When Austria-Hungary's response to evidence that Serbia had played a role in the assassination came, there was little time for governments to react. Austria-Hungary submitted demands of Serbia that included unconditional acceptance within 24 hours. As European governments learned of the response, and hurried to react, Serbia accepted all by one of Austria-Hungary's demands, that which most impinged upon its sovereignty. The ambassador receiving the response left immediately for Vienna. On July 28, Austria-Hungary declared war on Serbia, and on the next day bombarded Belgrade, its capital.
Russia mobilized its army in support of Serbia, but with a mobilization plan that activated troops facing not only Austria-Hungary but also Germany. On August 1, Germany declared war on Russia and invaded Luxemburg to begin its assault on France. France ordered general mobilization effective August 2, and began executing its plan to attack Germany along their border, through Alsace and Lorraine. On August 3, Germany declared war on France, and requested passage of its troops through Belgium to attack France along its northern border. Belgium, defending the neutrality that France, Germany, and Great Britain had pledged to support, refused. On August 4, Germany invaded Belgium. In Great Britain, where there was significant opposition to the war, the invasion of Belgium shifted the opinion of the public and the government. Britain declared war on Germany.
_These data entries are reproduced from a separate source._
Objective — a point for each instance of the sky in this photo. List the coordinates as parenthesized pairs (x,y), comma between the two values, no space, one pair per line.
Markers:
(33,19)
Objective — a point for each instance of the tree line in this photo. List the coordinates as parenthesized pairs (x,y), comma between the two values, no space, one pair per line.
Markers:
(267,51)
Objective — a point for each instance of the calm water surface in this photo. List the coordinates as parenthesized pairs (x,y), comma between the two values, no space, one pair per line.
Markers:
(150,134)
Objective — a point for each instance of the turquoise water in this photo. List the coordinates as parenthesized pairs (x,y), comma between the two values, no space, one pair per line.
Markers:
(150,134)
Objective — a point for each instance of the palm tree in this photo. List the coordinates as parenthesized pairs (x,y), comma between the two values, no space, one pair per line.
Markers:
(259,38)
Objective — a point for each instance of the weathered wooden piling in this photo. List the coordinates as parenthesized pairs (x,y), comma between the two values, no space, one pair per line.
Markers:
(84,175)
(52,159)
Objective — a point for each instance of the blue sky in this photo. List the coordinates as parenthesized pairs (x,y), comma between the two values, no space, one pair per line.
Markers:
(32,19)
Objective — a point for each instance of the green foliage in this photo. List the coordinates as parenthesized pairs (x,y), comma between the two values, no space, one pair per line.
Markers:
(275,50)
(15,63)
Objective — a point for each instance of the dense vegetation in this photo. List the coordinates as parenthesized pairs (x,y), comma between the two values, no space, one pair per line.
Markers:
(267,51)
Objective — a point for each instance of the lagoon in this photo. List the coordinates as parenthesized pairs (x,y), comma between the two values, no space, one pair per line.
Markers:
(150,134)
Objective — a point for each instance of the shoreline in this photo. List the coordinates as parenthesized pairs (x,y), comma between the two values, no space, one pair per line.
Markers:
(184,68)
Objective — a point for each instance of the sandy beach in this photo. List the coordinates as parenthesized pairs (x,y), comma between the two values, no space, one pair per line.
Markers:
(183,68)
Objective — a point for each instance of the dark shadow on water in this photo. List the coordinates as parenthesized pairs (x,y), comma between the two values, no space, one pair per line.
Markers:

Across Europe, millions of men were in motion, on trains, horseback, and on foot. France and Britain were bringing troops and laborers from its colonies and the British Commonwealth, France from Algeria, Senegal, and Dahomey, Britain from Egypt and India. Generals had not assembled armies this large before, and had not put them into motion, nor led them into battle. Most generals, most soldiers, most civilians thought the war would end in months, that their their army would be in Berlin, in Paris, in Petersburg, by Christmas, before 1915. Only a few saw this war would be different, and would not end for years.